あおもり今・昔29

縄文人の先祖供養

 仏教に盂蘭盆(うらぼん)という行事があるが、私たちは年中行事の一つとして、花と食物を携え、お墓参りをしている。その時期になると、普段静まり返っているお墓は、非常に賑わうことになる。
 ところで、最近の発掘調査によって、遠く縄文時代にもそうした風習があったのではないか・・・と思われる遺構が検出されている。
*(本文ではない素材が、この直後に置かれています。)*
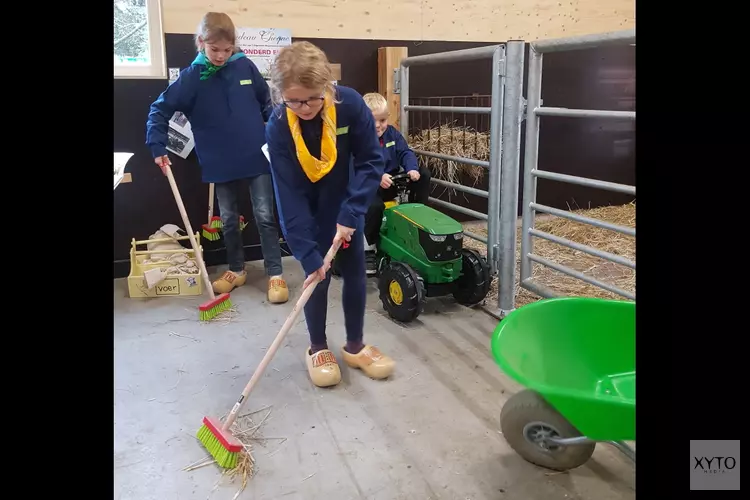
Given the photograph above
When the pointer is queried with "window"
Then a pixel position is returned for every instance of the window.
(139, 39)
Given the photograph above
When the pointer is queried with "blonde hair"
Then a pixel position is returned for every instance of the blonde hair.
(304, 64)
(376, 102)
(215, 26)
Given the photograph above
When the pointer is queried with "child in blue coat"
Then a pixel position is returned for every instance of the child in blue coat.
(227, 102)
(399, 158)
(326, 164)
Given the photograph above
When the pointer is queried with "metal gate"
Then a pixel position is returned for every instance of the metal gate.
(532, 173)
(505, 113)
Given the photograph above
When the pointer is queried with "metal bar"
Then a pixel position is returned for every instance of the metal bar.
(538, 289)
(475, 236)
(496, 147)
(584, 113)
(579, 275)
(630, 231)
(461, 187)
(457, 159)
(583, 248)
(404, 100)
(623, 37)
(452, 56)
(480, 110)
(583, 181)
(530, 159)
(511, 154)
(461, 210)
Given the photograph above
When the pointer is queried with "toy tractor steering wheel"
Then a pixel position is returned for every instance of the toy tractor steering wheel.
(401, 183)
(401, 177)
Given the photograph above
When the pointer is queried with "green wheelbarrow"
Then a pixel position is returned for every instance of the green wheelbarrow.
(575, 356)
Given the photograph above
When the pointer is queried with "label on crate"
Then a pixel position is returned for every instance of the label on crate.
(170, 286)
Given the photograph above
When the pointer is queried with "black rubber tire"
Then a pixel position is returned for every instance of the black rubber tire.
(413, 292)
(527, 407)
(474, 283)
 三内丸山遺跡からは、縄文時代前期から中期にかけての多くの住居跡が発見されており、さらにそれに匹敵する規模のお墓も発見されている。
国指定史跡「小牧野遺跡」
▲国指定史跡「小牧野遺跡」
 東北地方では、縄文時代後期になると大規模集落は姿を消し、分散集落の形態をとるようになる。その頃になると小牧野遺跡などに見られるように、一定の場所に大規模な環状列石(ストーンサークル)が造営されてくる。秋田県鹿角市大湯の万座・野中堂環状列石、同県鷹巣町の伊勢堂岱(いせどうたい)環状列石なども同様である。これらの遺跡では、河原から何千個もの石が運ばれて環状列石が構築されていることから、多くの人力と日数を要したものと思われる。
 しかし、これまでそれぞれの遺跡で列石周辺の調査が行われているが、構築した人々の住居跡は未だ発見されていない。
 そのかわり四角形あるいは六角形の建物跡が、環状列石の周囲から検出され、しかも、何回となく建て替えられていたのである。
 環状列石は、いくつかの集落が共同で造営したお墓と考えられており、年に何度か「先祖供養」のために集まり、簡単な小屋を造って何日か滞在したものと思われる。
 普段はひっそりと静まり返っている環状列石も、この時ばかりは非常に賑わっていたのだろう。